Invité d’Europe 1 le 2 octobre, Alexandre de Juniac a confirmé qu’un « important plan de réduction d’emploi » allait être présenté le 5 octobre aux salariés de la compagnie. Le président d’Air France-KLM a assuré qu’Air France allait « essayer de privilégier les départs volontaires mais quand il le faudra de recourir à des départs non volontaires. » Au moins 3 300 emplois pourraient être menacés.

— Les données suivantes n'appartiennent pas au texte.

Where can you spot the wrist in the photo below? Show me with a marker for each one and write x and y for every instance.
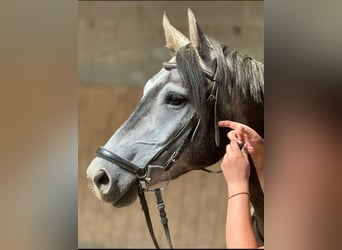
(234, 188)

En effet, la réduction des effectifs accompagnera une réduction de l’activité d’Air France, qui pourrait atteindre 10% sur le long-courrier. Le processus, irréversible, de réduction des lignes est engagé pour 2016. Il se poursuivra avec une amplitude accrue en 2017 mais cette partie du plan pourra être révisée si les discussions avec les syndicats reprennent et aboutissent à un accord. « A ce jour, les négociations sont terminées », affirme Alexandre de Juniac. « Mais la porte n’est pas fermée. »
Les détails de ce plan B en deux phases seront présentés le 5 octobre au Comité Central d’Entreprise. Une journée d’action est déjà planifiée par les syndicats, qui devrait entraîner peu de perturbations sur le réseau selon le président d’Air France-KLM.